Part 1 is here.
After crafting out the data provider, we can now finally start to build the function to compare and check the schema of a database we are presented with! But, hold on... We still don't have all of the data required to do the task. Since it is about cross-checking and comparing, we will need the data from both sides, the data provider and the database. For now, we seem to not have the ability to get the schema information from the database yet.
In the first part, I mentioned that we can get the columns of a table with PRAGMA table_info("table_name")
, and it will return us with a table that contains everything that we need to perform the task. As good as it is, the table returned by it does not use column names that are too friendly for C# code. In C#, we like to have our class attributes in PascalCase, and boolean values are nicer when they start with is
, such as isPrimaryKey
instead of pk
. Luckily, in recent versions of SQLite, we can use PRAGMA functions in select
statements, which makes renaming the columns possible with a query like this:
select name as Name, "type" as "Type", "notnull" as IsNotNull, pk as IsPrimaryKey from pragma_table_info("table_name")

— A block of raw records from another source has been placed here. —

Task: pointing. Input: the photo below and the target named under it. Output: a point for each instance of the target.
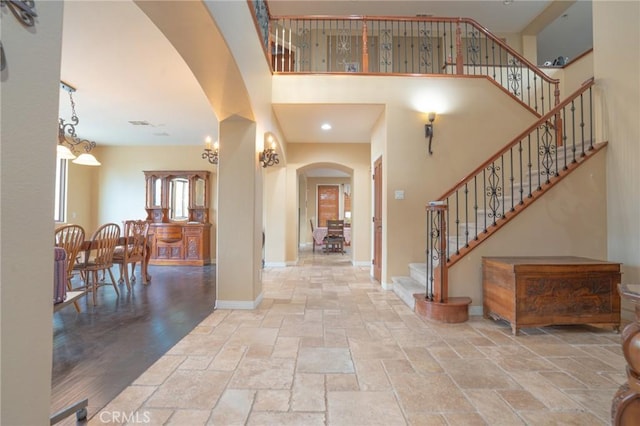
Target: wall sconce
(211, 154)
(269, 157)
(428, 129)
(68, 140)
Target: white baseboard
(239, 304)
(475, 310)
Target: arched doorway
(324, 193)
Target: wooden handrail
(458, 20)
(586, 85)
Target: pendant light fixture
(68, 140)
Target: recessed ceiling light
(139, 122)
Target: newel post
(436, 303)
(437, 252)
(459, 57)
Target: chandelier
(269, 156)
(210, 154)
(68, 140)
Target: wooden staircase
(501, 187)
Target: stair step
(405, 288)
(418, 271)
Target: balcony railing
(407, 46)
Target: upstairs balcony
(416, 46)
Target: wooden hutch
(177, 205)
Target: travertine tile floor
(328, 346)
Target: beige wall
(347, 157)
(570, 220)
(30, 94)
(311, 195)
(115, 191)
(617, 70)
(474, 119)
(83, 189)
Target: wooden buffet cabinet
(177, 205)
(539, 291)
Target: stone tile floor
(328, 346)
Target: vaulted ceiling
(133, 88)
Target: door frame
(376, 261)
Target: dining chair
(99, 257)
(70, 238)
(313, 236)
(334, 241)
(133, 251)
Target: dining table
(321, 231)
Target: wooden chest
(540, 291)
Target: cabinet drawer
(168, 234)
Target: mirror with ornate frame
(177, 195)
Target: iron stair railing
(402, 46)
(508, 182)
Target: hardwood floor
(101, 350)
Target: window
(179, 199)
(59, 213)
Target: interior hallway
(328, 346)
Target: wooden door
(328, 203)
(377, 219)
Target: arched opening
(324, 193)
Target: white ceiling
(125, 70)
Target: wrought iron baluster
(515, 77)
(530, 165)
(582, 123)
(538, 157)
(511, 179)
(466, 214)
(546, 151)
(502, 180)
(535, 92)
(591, 141)
(520, 149)
(430, 260)
(484, 197)
(493, 60)
(573, 124)
(475, 205)
(457, 223)
(426, 50)
(563, 125)
(494, 192)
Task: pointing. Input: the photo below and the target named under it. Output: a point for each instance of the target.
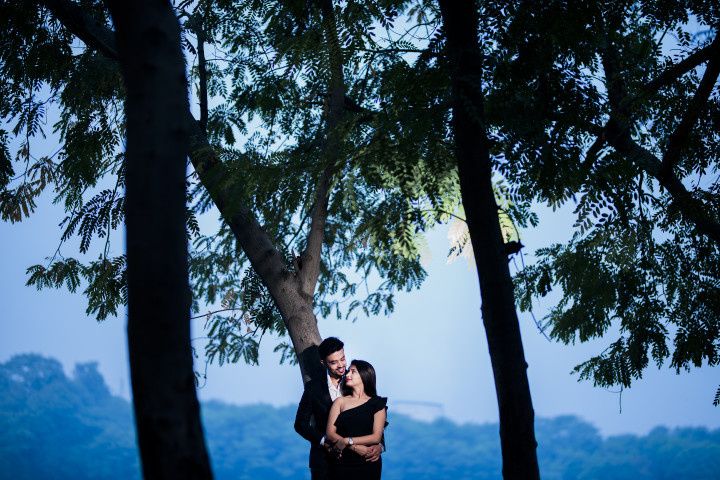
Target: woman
(356, 420)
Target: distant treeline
(52, 426)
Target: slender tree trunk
(167, 412)
(517, 431)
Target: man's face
(335, 363)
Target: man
(319, 394)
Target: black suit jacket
(311, 419)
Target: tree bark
(517, 431)
(167, 412)
(295, 307)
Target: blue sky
(432, 348)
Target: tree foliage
(611, 108)
(266, 72)
(83, 431)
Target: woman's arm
(331, 435)
(378, 427)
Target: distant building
(418, 410)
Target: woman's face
(352, 379)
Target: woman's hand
(360, 449)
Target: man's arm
(303, 420)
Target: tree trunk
(517, 432)
(167, 412)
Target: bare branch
(94, 34)
(678, 139)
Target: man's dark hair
(329, 346)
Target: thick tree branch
(678, 139)
(94, 34)
(675, 71)
(213, 174)
(310, 258)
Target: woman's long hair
(367, 375)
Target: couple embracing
(343, 418)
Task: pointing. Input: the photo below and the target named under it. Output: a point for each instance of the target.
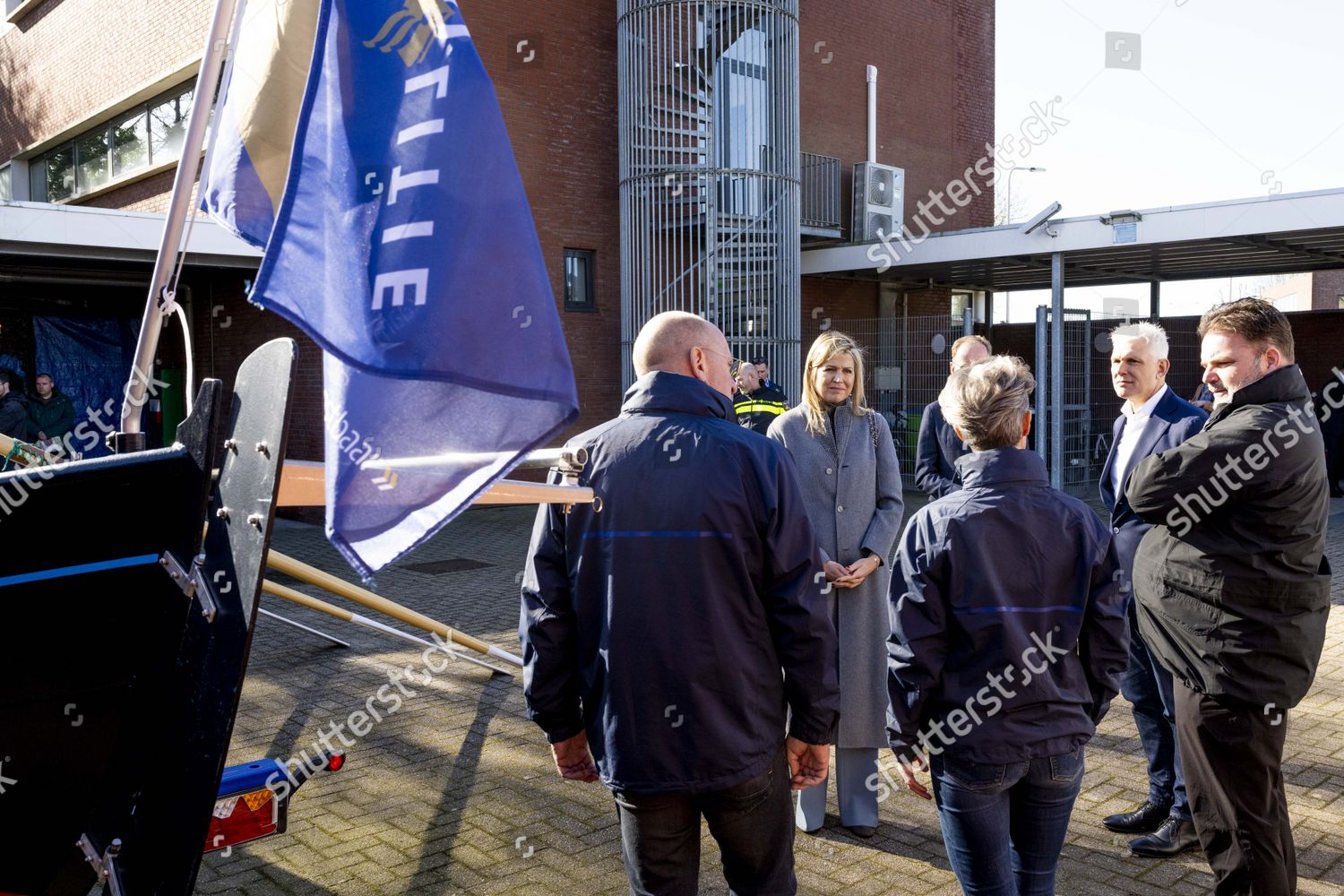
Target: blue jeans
(1004, 825)
(1148, 686)
(752, 823)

Here, the equivalent function for the PRAGMA table_info
is pragma_table_info
, and we can use this function in a select
statement. The rest is just exactly what you can expect from a select
statement - choose your columns, give them aliases, and get your result!
SQLite is a very simple database, and it is simple enough to not have booleans... which is why we are getting 1s and 0s here instead of true
and false
. Good news is, Dapper (which is the what powers SqlKata, the library I am using for SQL queries in the bot) can automatically convert these values into true
and false
booleans if we are mapping them into boolean types in the code, so it's not an issue here. Anyways, by using this query, we can easily get the data we need for schema comparison. One step forward!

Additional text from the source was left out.